“Sufficiency, completeness, and primitiveness – Achieving sufficiency and completeness means ensuring that a software component captures all the important characteristics of an abstraction and nothing more. Primitive- ness means the design should be based on patterns that are easy to implement.” – SWEBOK V3.0, Guide to the Software Engineering Body of Knowledge
Primitiveness is a concept not mentioned often in software but probably should be. We almost always should focus on software concepts that are easy to implement.
“Easy to implement” is a good standard for most business software. While writing business software, we often push ourselves to create more plumbing but not actual business software. We spend our time coming up with very clever schemes.
We are often proud of our creations, almost like they are our children. Clever software tricks are used to maximize our love for our creations. But is that good? Is it good we bake in unnecessary complexity? The obvious answer is “no”.

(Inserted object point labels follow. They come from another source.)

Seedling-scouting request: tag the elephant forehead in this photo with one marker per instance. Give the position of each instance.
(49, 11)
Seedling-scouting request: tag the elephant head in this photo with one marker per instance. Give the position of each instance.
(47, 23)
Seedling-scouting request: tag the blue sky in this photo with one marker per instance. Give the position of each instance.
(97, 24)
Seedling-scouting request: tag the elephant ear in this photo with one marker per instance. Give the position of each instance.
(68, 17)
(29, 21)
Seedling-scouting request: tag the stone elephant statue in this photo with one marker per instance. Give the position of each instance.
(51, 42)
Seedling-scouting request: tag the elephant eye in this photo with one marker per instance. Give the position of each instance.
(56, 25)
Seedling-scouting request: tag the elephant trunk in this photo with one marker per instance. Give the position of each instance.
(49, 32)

We want solutions that are easy to implement. That allows for a few things we want in our software. If they are easy to implement, more people can implement them. It doesn’t take a genius to write the software. Another big advantage of being easy to implement is that it’s probably easier to understand. Understanding our software is even more important than being easy to implement.
A clever person would point out that not all software can be made easy to implement. Sometimes algorithms are often hard, but we can get away with keeping things simple most of the time.
Instead of SOLID, or even CUPID, maybe we need PIPE: Primitives, Idiomatic, Predictable, Easy to Understand. I don’t expect PIPE to catch on, but I thought it would be fun to create an acronym.